Patients began BV-nivo at a median time of 54 days after HCT (range, 34-75) and earned a median time of 8 cycles (range, 1-8). Both 8 cycles of BV and nivo were completed by 29 (49 percent) pts, and 45 (76 percent) patients completed 8 cycles of one medication. 14 (24 percent) pts, including 6 for adverse events (AE), 6 pt withdrawals, 1 pt lost to follow-up, and 1 pt death from PJP pneumonia unrelated to tx analysis, discontinued both BV and nivo early. Due to grade (gr) 3 peripheral neuropathy (PN) in 2 pts, gr 2 PN in 2 pts, carpal tunnel syndrome in 1 pt, gastrointestinal AEs in 2 pts, and infusion induced reaction in 1 pt, BV was discontinued in 8 (14 percent) pts. Due to pneumonitis in 2 pts and colitis, elevated bilirubin, irregular transaminases, elevated creatinine pneumonia, and hypotension with fever in 1 pt, Nivo was discontinued in 7 (12 percent) pts. At 11 (19 percent) pts, 9 pts for PN, and 1 each for neutropenia and arthralgia, the BV dose was reduced to 1.2 mg/kg. The most popular BV-Nivo consolidation-related AEs were PN (51%, 3% gr 3), neutropenia (42%, 31% gr 3-4), fatigue (37%), diarrhea (29%, 3% gr 3), nausea (25%, 2% gr 3), arthralgia (24%), AST elevation (24 percent , 2 percent gr 3). Neutropenia (31 percent), pneumonitis (7 percent), and ALT elevation were the most common 3-4 AEs (5 percent ). In 18 (31 percent) patients, immune-related (ir) AEs requiring systemic corticosteroids occurred. Pneumonitis (12 percent), AST or ALT elevation (8 percent), hypothyroidism (5 percent), and rash were the most common Gr 2 or higher irAEs (3 percent ).

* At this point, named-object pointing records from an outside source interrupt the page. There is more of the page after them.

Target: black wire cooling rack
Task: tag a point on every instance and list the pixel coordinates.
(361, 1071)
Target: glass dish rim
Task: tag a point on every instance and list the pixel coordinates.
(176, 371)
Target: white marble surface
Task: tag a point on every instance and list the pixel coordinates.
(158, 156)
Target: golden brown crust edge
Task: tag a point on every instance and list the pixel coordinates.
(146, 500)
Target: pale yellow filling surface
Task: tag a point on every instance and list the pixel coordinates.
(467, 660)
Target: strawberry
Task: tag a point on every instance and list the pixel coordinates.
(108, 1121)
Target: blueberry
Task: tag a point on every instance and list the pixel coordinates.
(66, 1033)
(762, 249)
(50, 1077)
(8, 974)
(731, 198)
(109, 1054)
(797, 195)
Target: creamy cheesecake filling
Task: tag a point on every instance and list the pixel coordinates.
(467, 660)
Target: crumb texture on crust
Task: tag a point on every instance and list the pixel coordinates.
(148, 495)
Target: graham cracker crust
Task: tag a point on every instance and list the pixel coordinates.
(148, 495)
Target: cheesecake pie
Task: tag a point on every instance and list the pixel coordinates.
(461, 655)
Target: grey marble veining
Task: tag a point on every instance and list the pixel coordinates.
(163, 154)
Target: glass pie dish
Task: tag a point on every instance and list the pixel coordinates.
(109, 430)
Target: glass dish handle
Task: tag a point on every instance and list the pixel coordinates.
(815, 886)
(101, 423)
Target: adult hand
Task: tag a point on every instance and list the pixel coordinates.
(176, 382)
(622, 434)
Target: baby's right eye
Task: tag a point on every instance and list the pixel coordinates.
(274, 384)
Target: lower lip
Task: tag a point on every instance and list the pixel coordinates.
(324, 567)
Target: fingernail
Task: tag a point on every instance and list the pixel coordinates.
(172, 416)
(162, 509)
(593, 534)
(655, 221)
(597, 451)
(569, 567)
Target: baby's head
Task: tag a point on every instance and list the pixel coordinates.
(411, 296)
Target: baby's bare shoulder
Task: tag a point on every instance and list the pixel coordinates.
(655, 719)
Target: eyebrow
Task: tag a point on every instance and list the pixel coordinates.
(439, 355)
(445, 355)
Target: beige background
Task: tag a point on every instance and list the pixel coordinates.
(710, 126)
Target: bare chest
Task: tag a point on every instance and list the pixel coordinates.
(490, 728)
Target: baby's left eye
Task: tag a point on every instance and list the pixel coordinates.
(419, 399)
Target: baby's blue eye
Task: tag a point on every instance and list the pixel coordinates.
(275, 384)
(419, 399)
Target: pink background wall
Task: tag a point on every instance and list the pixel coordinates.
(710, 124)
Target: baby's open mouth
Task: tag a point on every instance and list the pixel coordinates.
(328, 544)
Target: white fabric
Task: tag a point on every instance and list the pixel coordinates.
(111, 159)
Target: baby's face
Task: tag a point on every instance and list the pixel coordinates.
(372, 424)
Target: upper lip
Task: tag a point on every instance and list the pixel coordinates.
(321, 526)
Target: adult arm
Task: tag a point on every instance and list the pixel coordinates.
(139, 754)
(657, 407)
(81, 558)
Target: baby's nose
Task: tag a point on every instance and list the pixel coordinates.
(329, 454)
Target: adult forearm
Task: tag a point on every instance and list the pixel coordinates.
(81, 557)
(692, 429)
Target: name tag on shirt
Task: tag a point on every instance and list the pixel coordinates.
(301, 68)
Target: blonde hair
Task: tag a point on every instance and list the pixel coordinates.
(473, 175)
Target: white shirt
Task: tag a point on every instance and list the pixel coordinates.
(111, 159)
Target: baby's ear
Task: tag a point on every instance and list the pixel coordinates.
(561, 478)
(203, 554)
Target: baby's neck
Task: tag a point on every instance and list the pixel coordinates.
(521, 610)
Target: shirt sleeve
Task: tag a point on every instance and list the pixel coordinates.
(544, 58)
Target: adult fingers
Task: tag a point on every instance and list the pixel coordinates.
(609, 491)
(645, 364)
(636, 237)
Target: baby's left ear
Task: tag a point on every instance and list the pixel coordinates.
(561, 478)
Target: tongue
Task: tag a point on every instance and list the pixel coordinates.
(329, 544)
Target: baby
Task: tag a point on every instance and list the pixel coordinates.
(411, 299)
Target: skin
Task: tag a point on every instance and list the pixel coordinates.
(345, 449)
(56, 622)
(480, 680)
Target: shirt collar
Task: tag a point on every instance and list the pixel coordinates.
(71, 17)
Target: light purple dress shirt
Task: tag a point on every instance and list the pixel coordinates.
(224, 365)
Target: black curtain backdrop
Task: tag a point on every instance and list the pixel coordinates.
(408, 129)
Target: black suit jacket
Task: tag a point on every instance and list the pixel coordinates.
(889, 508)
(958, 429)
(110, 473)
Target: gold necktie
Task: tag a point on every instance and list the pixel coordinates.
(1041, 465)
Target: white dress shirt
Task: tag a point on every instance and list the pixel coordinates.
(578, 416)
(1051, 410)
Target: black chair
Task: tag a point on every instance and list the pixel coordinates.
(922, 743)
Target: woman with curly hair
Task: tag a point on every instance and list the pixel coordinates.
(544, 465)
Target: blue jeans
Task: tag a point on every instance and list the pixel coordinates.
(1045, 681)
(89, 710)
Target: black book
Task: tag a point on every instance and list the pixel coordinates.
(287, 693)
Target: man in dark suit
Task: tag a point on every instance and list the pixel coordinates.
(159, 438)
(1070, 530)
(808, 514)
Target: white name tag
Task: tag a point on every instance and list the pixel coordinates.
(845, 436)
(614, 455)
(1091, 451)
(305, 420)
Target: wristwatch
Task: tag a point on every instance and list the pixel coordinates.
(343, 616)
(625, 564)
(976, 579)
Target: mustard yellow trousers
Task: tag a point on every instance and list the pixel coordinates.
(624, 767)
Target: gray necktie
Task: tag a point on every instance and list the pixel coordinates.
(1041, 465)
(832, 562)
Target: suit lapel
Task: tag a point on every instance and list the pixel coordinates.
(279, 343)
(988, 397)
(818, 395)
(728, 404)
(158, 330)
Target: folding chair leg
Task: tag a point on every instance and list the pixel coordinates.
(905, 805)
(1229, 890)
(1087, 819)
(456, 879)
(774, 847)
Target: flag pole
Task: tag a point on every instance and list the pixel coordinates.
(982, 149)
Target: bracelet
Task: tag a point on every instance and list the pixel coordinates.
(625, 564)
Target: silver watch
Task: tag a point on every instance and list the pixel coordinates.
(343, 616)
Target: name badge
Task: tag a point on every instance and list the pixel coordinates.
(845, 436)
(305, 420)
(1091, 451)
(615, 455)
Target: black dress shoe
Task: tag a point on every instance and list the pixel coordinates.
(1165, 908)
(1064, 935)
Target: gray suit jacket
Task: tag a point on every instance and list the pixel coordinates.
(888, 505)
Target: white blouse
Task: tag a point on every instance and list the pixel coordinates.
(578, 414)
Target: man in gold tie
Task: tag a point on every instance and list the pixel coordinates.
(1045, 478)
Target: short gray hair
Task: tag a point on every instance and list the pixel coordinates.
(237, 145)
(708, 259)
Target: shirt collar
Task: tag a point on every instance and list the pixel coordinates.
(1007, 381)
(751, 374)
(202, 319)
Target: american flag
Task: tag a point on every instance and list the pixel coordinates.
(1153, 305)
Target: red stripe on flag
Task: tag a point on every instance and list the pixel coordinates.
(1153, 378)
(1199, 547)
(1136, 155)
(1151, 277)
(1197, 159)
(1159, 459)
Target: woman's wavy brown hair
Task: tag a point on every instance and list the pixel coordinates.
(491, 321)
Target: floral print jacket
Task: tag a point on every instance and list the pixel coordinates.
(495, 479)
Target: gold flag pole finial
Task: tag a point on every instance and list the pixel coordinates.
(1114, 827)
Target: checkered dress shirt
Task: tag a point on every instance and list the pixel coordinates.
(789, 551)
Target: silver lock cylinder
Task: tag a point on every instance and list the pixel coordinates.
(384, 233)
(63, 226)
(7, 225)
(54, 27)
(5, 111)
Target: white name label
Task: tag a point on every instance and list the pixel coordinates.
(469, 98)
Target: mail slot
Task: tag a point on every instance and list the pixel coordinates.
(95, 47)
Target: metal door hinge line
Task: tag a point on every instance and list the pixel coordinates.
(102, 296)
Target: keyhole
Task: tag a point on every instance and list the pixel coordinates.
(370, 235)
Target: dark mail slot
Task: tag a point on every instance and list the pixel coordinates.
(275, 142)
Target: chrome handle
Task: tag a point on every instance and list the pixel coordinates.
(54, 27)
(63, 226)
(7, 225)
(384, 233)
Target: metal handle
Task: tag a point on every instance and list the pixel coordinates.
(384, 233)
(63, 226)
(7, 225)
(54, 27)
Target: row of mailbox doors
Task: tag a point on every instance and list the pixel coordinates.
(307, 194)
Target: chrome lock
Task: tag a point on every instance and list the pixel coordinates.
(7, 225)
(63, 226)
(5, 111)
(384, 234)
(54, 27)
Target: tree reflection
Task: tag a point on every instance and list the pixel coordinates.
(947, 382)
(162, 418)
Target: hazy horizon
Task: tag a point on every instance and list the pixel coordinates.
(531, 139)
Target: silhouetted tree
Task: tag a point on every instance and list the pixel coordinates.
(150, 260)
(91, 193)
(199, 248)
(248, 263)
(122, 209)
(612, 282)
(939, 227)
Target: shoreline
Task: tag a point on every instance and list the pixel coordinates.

After HCT, 6 pts were not in CR at baseline (all PR). In PR without PD, 5 pts converted to CR with research tx and 1 pt remained. There were only 2 PFS cases, 1 pt with relapse at 15 months, and self-discontinuation of PJP-related death following prophylaxis. In all patients, the median 18-mo PFS and OS were 95% and 98%, respectively. The estimated 18 mo PFS was 92 percent and 89 percent respectively, in pts with 2+ and 3+ risk factors.
Findings:
A promising strategy is a post-HCT consolidation with BV-Nivo in pts with high-risk RR HL, with only 1 relapse reported so far in our cohort with a brief follow-up. While IrAEs were observed more frequently than in the pre-HCT setting and PN and neutropenia were normal, Post-HCT BV-Nivo was tolerable.